SCT's 'When I Grow Up' is a powerful return to civil-rights movement
By JOE ADCOCK
SEATTLE POST-INTELLIGENCER THEATER CRITIC


Tuesday, April 25, 2000

This show hit me like a tidal wave.

"When I Grow Up I'm Gonna Get Some Big Words," a new work playing at Seattle Children's Theatre, is a powerful exercise in oral history. Playwright Deborah Lynn Frockt has mined memoirs, autobiography and printed interviews. Her gleanings evoke the American civil-rights movement. She shows events that were sometimes heroic and sometimes funny, sometimes tragic and sometimes uplifting (and always infuriating to white supremacists).

The bubbling up of freedom, equality and justice some 30, 40 or 50 years ago comes across with a force that can be overpowering. The Birmingham bus strike, the lunch-counter sit-ins, the Selma voter registration drive -- their evocation can release an emotional flood.

Director Linda Hartzell achieves sensational effects with minimal techniques. A few old photographs, some songs from "the movement," chairs, stools, a bench and inspired actors do wonders. Setting is by Philip R. Hendren. Sound is by Karl Mansfield.

Actor Barry Scott has for years immersed himself in the speeches and writings of the Rev. Dr. Martin Luther King Jr. Like a jazz musician developing a theme, Scott explores, at first in a casual way, the ideas inherent in a speech or sermon. Then there's a quickening. It's as if a spark has set the assembled materials on fire. And then -- voom! -- there's this blaze of inspiration and passion.

King's ideas come through clearly. His devotion to Tolstoy and Gandhi and his commitment to non-violence are as lucid and simple as they were (and are) revolutionary.

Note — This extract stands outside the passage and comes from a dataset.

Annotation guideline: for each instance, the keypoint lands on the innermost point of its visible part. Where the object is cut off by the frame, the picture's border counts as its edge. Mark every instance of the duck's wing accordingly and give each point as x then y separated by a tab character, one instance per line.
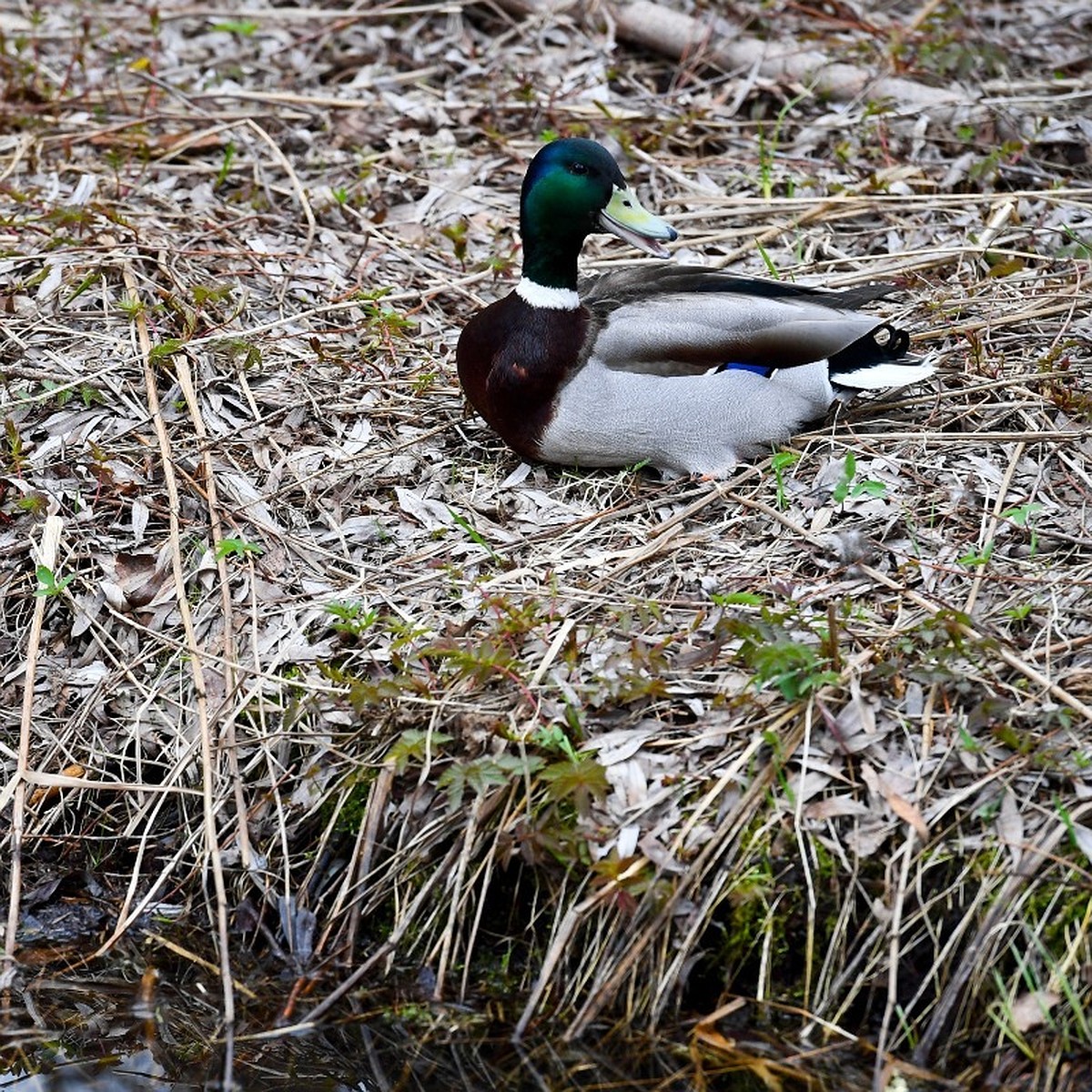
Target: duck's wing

Playing dozens of characters who were part of the prelude and the apotheosis of the civil-rights movement are Dawn Frances, Demene Hall, Jimi Ray Malary, Ron Simons and Brandon Vaughan. Their collection of vignettes gives colorful testimony to a sometimes motley historical moment.

Frances shows rebellious youth finding discipline and maturity through the rigors of non-violence. Malary sometimes represents violence as a traditional faith and practice. Hall and Simons provide assurance there was fun and adventure to be had in what sometimes seems like a very serious and painful American epic. Vaughan, a sixth-grader, brings in a sense of legacy. His presence asks, "Now what?"

Frockt's text reminds us that toward the end of his life King was focusing on "poverty amid plenty." When he was shot, he was planning an interracial poor people's march on Washington. Poverty, of course, is still part of our "unfinished business." Some people are hungry. Some have no health care. Some go to terrible schools. Some live in dreadful housing. Some are overwhelmed by toxins and violence. The scope is global.

In 50 years, someone like Frockt may well put together a powerful dramatized oral history about an epical 21st-century struggle for economic justice.